Our Economic Aristocracy (the Rand-ian "libertarians" whom Greenspan serves) have discovered real limits on the exportation of 'skilled' jobs (outsourcing of the intellectual economy to China and India), and now seek to crack that labor nut another way: importing the workers. There is no shortage of US intellectual workers, but there is powerful labor bargaining - the Economic Aristocracy (overclass) would like to crush that as they've crushed the semi-skilled (manufacturing) and un-skilled (housing construction, domestic and agricultural sectors), by importing massive numbers from China and India.

Greenspan is merely attempting, as he has throughout his career, to spin the current disaster (one largely of his making) to the advantage of those he serves. The syndrome is best described by PJ O'Rouke's maxim: "Republicans are the party that says government doesn't work, and then they get elected and prove it." Of course, this is self-serving - it reinforces their own claims, in a bit of Orwellian double-speak.

Look at Greenspan's biography - he is 100% the product of the very best of public welfare policy - public education in particular - this country has ever produced. He is, if not a self-loathing [jew|gay|african-american] like other GOP warriors, the greatest class traitor since FDR. The Guilded Age Aristocrats are not stupid, and they have waged a multi-generational fight to return to the pre-Square-Deal order, borrowing from the opposition where necessary. But, I digress...

Greenspan, no less than Dumbya, is neither stupid nor crazy, though both provide good cover for a great deal of malicious policy.

George H said...

If Greenspan is suffering from dementia then he's easily dismissible. I think BB is engaging in hyperbole even while including a definition.

If he's Evil as Montpellier suggests it's a whole other story.

I appreciate this from Montpellier: "like all Rand-ian whackjobs, he's engaged in the most severe form of denial and projection about that reality."

That's a form of mental illness. Denial and projection come from/cause neurosis.
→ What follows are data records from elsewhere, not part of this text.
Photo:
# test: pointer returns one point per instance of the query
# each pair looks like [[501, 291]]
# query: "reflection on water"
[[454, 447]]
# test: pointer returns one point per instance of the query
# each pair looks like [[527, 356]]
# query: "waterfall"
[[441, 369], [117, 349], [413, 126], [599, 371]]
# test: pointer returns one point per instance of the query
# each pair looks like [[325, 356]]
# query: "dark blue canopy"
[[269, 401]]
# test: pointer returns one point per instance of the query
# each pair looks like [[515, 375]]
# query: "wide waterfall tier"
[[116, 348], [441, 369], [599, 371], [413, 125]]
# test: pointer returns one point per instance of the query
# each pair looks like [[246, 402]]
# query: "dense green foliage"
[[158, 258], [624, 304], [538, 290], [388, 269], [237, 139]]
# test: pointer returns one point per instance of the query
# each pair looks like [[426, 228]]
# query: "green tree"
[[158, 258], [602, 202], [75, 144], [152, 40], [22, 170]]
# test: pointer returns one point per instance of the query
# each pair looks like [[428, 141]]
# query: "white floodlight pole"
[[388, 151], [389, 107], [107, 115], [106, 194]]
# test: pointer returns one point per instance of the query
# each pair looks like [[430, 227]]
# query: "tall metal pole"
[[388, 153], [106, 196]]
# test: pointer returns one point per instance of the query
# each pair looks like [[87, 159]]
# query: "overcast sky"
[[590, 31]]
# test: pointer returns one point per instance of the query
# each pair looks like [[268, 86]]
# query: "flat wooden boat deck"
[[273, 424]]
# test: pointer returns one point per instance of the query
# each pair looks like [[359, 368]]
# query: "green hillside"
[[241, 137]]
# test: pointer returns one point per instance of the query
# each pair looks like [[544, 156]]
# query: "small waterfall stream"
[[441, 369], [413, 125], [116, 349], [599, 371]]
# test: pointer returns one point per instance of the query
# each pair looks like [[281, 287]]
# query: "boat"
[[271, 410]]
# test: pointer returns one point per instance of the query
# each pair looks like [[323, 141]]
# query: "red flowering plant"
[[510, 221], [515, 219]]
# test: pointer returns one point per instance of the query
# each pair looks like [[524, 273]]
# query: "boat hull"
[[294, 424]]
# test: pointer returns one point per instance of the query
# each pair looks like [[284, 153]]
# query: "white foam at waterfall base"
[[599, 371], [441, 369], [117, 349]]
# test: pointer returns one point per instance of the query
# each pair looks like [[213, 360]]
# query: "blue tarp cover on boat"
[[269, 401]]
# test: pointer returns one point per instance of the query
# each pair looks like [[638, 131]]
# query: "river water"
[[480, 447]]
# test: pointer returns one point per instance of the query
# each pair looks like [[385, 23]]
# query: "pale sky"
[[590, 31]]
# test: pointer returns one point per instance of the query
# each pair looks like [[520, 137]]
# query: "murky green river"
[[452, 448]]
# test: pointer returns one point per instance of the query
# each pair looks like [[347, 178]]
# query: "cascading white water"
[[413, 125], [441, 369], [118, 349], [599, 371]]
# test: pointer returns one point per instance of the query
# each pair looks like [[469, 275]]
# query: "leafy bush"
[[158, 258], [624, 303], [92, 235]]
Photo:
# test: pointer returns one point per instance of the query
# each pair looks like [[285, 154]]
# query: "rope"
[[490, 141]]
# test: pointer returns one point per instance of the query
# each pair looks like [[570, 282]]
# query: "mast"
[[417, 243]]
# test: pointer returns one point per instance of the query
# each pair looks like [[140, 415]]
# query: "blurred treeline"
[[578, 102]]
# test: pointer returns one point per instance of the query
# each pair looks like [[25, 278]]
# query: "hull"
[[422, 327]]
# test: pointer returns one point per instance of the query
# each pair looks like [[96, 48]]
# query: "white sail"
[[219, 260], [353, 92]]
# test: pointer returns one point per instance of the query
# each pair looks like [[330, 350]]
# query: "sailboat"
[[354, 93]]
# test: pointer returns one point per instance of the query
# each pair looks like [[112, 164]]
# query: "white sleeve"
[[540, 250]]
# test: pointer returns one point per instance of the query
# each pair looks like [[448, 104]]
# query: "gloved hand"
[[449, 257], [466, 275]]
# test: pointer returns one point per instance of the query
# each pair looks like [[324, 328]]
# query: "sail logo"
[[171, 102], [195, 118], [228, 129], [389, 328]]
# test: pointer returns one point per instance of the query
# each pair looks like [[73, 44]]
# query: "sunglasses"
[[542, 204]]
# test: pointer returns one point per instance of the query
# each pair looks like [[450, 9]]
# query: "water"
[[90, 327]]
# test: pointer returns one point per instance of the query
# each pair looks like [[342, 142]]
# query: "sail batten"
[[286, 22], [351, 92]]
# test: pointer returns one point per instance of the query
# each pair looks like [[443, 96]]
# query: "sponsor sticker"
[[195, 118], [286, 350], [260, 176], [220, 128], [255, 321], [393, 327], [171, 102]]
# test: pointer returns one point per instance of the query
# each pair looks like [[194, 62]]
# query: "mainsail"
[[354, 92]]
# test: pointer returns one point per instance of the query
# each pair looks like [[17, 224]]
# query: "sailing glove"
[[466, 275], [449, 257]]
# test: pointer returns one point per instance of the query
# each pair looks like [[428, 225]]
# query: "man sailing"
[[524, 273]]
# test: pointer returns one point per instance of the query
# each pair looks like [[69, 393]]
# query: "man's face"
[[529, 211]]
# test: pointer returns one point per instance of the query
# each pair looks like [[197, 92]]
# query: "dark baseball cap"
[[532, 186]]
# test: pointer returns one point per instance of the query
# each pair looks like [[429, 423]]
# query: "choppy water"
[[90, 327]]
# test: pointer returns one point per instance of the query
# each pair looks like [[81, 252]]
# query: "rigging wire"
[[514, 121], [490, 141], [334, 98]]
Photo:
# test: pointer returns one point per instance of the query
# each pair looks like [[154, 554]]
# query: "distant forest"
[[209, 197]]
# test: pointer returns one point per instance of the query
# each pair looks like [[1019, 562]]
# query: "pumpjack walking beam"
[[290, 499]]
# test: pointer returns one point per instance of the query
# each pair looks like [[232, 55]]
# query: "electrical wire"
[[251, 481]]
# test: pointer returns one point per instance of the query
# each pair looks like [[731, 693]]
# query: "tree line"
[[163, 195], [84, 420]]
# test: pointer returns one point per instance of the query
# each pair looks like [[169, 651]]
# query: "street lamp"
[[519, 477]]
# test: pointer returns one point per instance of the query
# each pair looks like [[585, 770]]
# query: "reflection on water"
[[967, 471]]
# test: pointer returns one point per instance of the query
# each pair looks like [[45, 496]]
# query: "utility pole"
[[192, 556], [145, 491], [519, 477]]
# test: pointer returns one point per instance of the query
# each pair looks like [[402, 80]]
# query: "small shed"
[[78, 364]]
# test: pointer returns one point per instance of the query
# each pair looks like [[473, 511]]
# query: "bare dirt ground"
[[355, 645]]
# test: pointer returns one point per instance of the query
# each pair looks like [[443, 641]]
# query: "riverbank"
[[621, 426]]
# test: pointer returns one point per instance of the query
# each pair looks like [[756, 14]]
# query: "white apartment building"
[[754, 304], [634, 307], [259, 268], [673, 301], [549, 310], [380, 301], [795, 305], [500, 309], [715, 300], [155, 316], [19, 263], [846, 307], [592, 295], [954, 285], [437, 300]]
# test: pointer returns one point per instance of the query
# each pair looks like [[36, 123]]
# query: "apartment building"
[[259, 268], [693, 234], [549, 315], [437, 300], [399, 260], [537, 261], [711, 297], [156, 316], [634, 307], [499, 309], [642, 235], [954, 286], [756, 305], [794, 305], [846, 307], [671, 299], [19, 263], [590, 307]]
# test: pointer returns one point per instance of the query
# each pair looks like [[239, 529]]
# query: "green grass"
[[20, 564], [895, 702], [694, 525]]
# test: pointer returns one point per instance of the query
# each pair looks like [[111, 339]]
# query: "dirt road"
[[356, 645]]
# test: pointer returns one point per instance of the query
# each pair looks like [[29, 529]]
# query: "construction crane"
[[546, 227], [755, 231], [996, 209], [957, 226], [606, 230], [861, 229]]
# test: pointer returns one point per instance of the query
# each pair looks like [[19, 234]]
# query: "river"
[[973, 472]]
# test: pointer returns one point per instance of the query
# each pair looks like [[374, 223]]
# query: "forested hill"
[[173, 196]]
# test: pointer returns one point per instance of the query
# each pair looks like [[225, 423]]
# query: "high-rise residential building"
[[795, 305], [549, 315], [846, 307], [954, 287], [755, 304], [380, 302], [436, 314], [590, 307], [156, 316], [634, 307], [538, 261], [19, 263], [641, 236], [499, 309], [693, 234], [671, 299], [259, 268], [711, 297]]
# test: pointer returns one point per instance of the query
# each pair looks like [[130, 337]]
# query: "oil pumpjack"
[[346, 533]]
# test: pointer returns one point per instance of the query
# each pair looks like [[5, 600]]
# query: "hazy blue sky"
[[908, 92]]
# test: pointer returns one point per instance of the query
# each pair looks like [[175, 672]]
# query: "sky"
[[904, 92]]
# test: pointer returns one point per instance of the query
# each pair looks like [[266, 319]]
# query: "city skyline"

But really. The wage-to-price issue for houses is the key here. Unless this ever comes back to what used to be 'reality' it will remain a mess.

Great Essay: "Why the Rich Are Getting Richer and the Poor, Poorer" - Robert Reich (Clinton's Secretary of Labor)

Get Real said...

Insane flipper alert!!! 2421 Barracks Place, units 3/4. Selling for $179,500 apiece. Buyer paid $250,000 for BOTH units in June of this year!
Doesn't appear to be listed with a realtor, but I did see a flyer advertising an open house this Sunday. I'll bet the crickets will be chirping.

Mark said...

Greenspan is nuts. and Aaron, give me a break with your innuendos about the posters being xenophobes. Use your noggin for Pete's sake.
Not sure if Charl-Alb are doing this, but one great way to deal with foreclosures is for the county to use them to house their employees...whether they rent them or sell them, it's worth looking into.
I am not one of those commies who thinks it's a travesty of social justice that our police officers have to commute from Lake Monticello, Louisa, Staunton, et al., but we might as well have someone in those homes. And if you're going to pay a teacher/cop/fireman $30k a year, reduced rent and a shorter commute would be a good perk. Plus all the greenies around here would love that Officer Bill isn't burning fossil fuels all the way between Afton Mtn and C-ville. It's win-win for everyone.
Anybody want to comment who knows more about such programs?

Toronto realtor said...

It just shows the abilities of central banking system. They are not able to predict anything (because you need crystal ball to predict economic events...) and they are setting the most important price on the market - the price of money. We can't wonder time from time such mess occurs. It's not only about Fed. I am realtor in Toronto and we are lucky only because we don't have so many subprime mortgages. Calling more immigrants can be a solution for housing market, however - is this the way how we should solve such crisis??